Four signals, one week
Last week I wrote about the supply side of AI's physical reality — Google couldn't sell Meta all the compute it wanted to buy. This week, the demand side showed its hand, four times in seven days:
- The 20VC × SaaStr crew reported that companies quintupled their token spend in the first half of the year — and named the resulting squeeze what it is: a token-ROI crisis.
- Anthropic entered talks with Samsung to build a custom AI chip — about a week after OpenAI announced its own custom silicon partnership with Broadcom. Both frontier labs, same move, same month.
- A cheap Chinese model from Zhipu landed fourth on one of the industry's most closely watched intelligence rankings.
- Anthropic marketed its newest Sonnet release not on benchmark supremacy but as “better at the tasks that are running up enterprise bills.”
Any one of these is a Tuesday. Together they're a regime change.
The axis flipped
For three years, the AI race had one scoreboard: capability. Whoever shipped the smartest model won the week, the funding round, and the enterprise deal. Cost was a footnote — something you'd optimize later, once the magic was proven.

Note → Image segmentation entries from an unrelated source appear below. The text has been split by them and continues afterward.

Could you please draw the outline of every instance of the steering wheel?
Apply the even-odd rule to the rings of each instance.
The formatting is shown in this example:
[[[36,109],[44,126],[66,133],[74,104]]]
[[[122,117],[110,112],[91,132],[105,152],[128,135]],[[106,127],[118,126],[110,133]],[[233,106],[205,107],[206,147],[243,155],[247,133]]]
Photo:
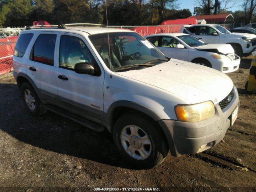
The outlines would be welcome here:
[[[140,53],[138,52],[135,52],[134,53],[133,53],[130,56],[130,58],[132,58],[134,60],[136,60],[139,58],[140,56],[141,56],[141,54]],[[130,58],[129,59],[129,60],[130,60]]]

“Later” arrived. When your token spend quintuples in six months, the question in the budget meeting stops being “which model is smartest?” and becomes “what does a unit of useful work cost, and why is ours so expensive?” Every player in the stack is now answering that question. The labs are going vertical into silicon — the same playbook hyperscalers ran with TPUs and Graviton — because owning the chip is the only durable way to cut the cost floor. Challengers are attacking from below with models that are 80% as capable at a fraction of the price. And model marketing now leads with your cloud bill.

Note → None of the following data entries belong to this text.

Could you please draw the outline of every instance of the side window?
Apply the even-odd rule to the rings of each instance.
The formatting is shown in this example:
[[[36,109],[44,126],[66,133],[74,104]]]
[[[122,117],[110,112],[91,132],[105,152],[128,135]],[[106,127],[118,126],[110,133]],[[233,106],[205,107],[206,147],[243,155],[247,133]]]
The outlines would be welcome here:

The scoreboard changed: not the smartest model — the cheapest useful unit of work.
Why this was inevitable (and why it's healthy)
Two scissors blades cut here. Last week's essay covered the first: physical supply — chips, power, cooling — can't expand fast enough, so capacity is rationed even at the top of the market. The second blade is this week's: demand grew into real production workloads with real invoices. Agents that run for hours burn tokens in a way chatbots never did.

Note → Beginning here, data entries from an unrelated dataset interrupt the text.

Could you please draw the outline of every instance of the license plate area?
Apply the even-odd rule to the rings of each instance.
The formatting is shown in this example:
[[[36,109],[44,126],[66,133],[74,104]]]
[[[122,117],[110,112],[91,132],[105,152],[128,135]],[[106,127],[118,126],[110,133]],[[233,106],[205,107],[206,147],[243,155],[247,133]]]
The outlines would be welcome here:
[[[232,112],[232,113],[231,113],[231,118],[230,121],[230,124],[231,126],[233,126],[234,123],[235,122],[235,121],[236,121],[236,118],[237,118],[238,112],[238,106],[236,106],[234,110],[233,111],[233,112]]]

When supply is capped and demand is exploding, price discovery gets honest. That's not a crisis for the industry — it's maturity. Every foundational technology went through this: mainframes to commodity servers, proprietary Unix to Linux, on-prem to cloud and partially back when the bills arrived. The capability race built the magic. The cost race is how the magic becomes infrastructure.
What to actually do about it
If you build with AI, three moves follow directly — and they compound with the three from last week:
- 1Make cost-per-task a first-class metric. Not tokens per month — cost per completed unit of user value. If you can't answer “what does one resolved support ticket / generated report / closed task cost us in inference,” you're flying blind into a repricing.
- 2Design for portability, not loyalty. The price-performance leader will change repeatedly over the next 18 months — labs cutting costs with custom silicon, challengers undercutting from below. Route through an abstraction, keep evals model-agnostic, and make switching a config change, not a rewrite.
- 3Right-size relentlessly. The frontier model should be your escalation path, not your default. Most production tasks clear the bar on models that cost a tenth as much — the fourth-place model at a fraction of the price is precisely the point of that ranking.
The bottom line
The compute crunch capped the supply of intelligence; the token-ROI crisis is repricing the demand for it. In between sits every product team building on AI. The winners of the capability era were whoever demoed the most magic. The winners of the cost era will be whoever delivers the most useful work per dollar — and can prove it.
Signal over noise: stop asking which model is smartest. Start asking what your unit of work costs — because your competitors just did.